Legacy of Martin Luther King, Jr. in Cambodia



As background preparation for my talk at the 25th Annual MLK Symposium this upcoming 13 January 2011 at the University of Michigan Museum of Art auditorium (US), I came across this interesting write-up of the organizers which I find apropos to share with you in light of the fact that every 3rd Monday in January the world joins the Americans in celebrating the life of the visionary Reverend Dr. Martin Luther King, Jr.

I entitled my talk to be “Reconciling Peace with Justice: Legacy of MLK, Jr. in Cambodia”.

Theary Seng at Oddor Meanchey Justice & Reconciliation public forum, 2008.

- Theary C. Seng, Phnom Penh







On May 25, 1787, twelve of the thirteen colonies sent representatives to Philadelphia to participate in what is now known as the Constitutional Convention. The 55 delegates who represented “We the People” of the United States in 1787 had a dream to “form a more perfect union.” However, the conveners were not representative of the American populace in 1787. As one historian noted, it was a “convention of the well-bred, the well-fed, the well-read, and the well-wed.”

Today, the Constitutional provisions for We the People include not only “the well-bred, the well-fed, the well read and the well-wed,” but also the poor, hungry, undereducated and isolated. We the People are not only males of European descent, but also indigenous people, females, and descendants from five other continents. We the People are also Christians, Muslims, Jews, atheists and other faiths.
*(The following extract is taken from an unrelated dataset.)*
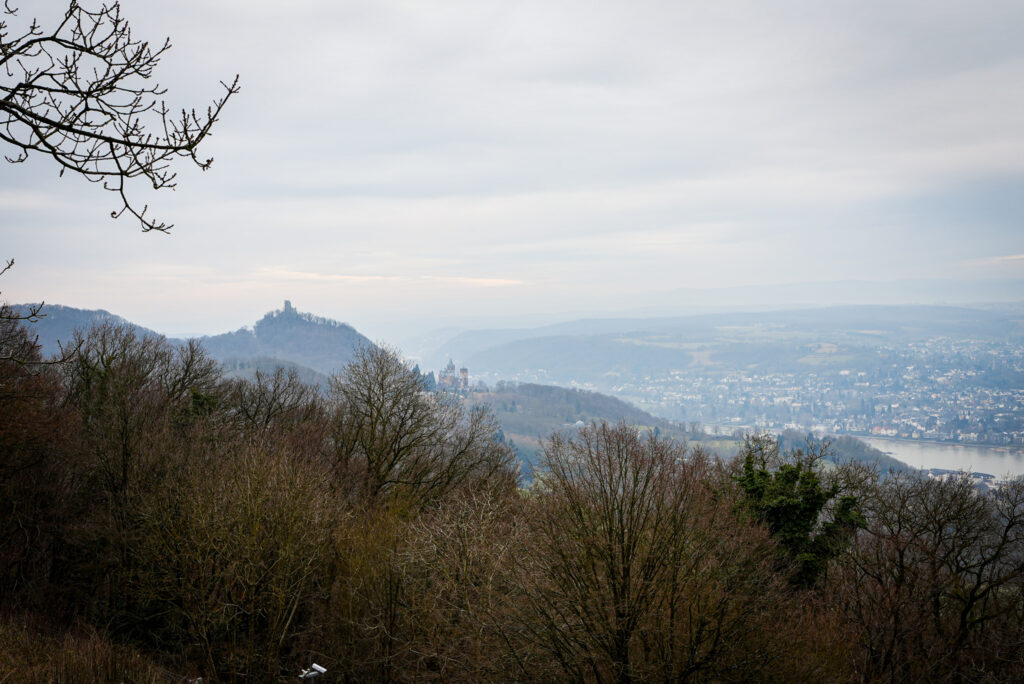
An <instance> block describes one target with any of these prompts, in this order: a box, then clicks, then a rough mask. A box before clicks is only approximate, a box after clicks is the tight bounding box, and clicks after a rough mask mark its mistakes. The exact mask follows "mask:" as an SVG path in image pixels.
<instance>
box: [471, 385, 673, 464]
mask: <svg viewBox="0 0 1024 684" xmlns="http://www.w3.org/2000/svg"><path fill="white" fill-rule="evenodd" d="M467 401H468V402H469V403H471V404H474V405H486V407H489V408H490V410H492V412H494V414H495V416H496V417H497V418H498V420H499V421H500V422H501V425H502V432H504V434H505V437H506V438H507V439H509V440H511V441H512V442H513V444H514V446H515V447H516V451H517V452H518V453H519V456H520V458H522V459H523V460H524V461H526V463H527V464H528V465H531V464H532V463H534V462H535V461H536V459H537V456H538V454H539V452H540V447H541V443H542V442H543V441H544V440H545V439H547V438H548V437H549V436H551V434H552V432H556V431H561V430H566V429H572V430H574V429H575V426H577V423H578V422H583V423H591V422H595V421H598V422H599V421H601V420H605V421H607V422H609V423H617V422H620V421H625V422H627V423H629V424H630V425H636V426H641V427H647V428H650V429H651V430H654V429H655V428H656V429H657V432H658V433H659V434H663V435H665V436H667V437H674V438H676V439H679V440H684V439H685V438H686V435H685V433H684V432H683V431H682V430H681V429H680V428H679V427H678V426H677V425H676V424H675V423H672V422H671V421H667V420H665V419H662V418H655V417H654V416H651V415H650V414H648V413H647V412H645V411H643V410H641V409H638V408H636V407H635V405H633V404H632V403H627V402H626V401H623V400H621V399H616V398H614V397H612V396H608V395H607V394H600V393H598V392H592V391H588V390H581V389H568V388H565V387H555V386H553V385H537V384H532V383H507V382H499V383H498V384H497V386H496V387H495V388H493V389H492V390H489V391H486V392H472V393H471V394H470V395H469V396H468V397H467Z"/></svg>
The Rev. Dr. Martin Luther King’s dream was that our nation would “live out the true meaning of its creed” in the Declaration of Independence: “We hold these truths to be self-evident, that all men are created equal.” And he also knew that the path toward that dream of equality and justice would not be easy. In “Where Do We Go From Here?” he argued that the task must be undertaken with “divine dissatisfaction.” He states:
  • Let us be dissatisfied until America will no longer have a high blood pressure of creeds and an anemia of deeds.
  • Let us be dissatisfied until the tragic walls that separate the outer city of wealth and comfort and the inner city of poverty and despair shall be crushed by the battering rams of the forces of justice.
  • Let us be dissatisfied until those that live on the outskirts of hope are brought into the metropolis of daily security.
  • Let us be dissatisfied until slums are cast into the junk heaps of history, and every family is living in a decent sanitary home.
  • Let us be dissatisfied until the dark yesterdays of segregated schools will be transformed into bright tomorrows of quality, integrated education.
  • Let us be dissatisfied until integration is not seen as a problem but as an opportunity to participate in the beauty of diversity.
  • Let us be dissatisfied until men and women, however black they may be, will be judged on the basis of the content of their character and not on the basis of the color of their skin.
  • Let us be dissatisfied until every state capitol houses a governor who will do justly, who will love mercy and who will walk humbly with his God.
  • Let us be dissatisfied until from every city hall, justice will roll down like waters and righteousness like a mighty stream.
  • Let us be dissatisfied until that day when the lion and the lamb shall lie down together and every man will sit under his own vine and fig tree and none shall be afraid.
  • Let us be dissatisfied. And men will recognize that out of one blood God made all men to dwell upon the face of the earth.
  • Let us be dissatisfied until that day when nobody will shout “White Power!” – when nobody will shout “Black Power!” – but everybody will talk about God’s power and human power.”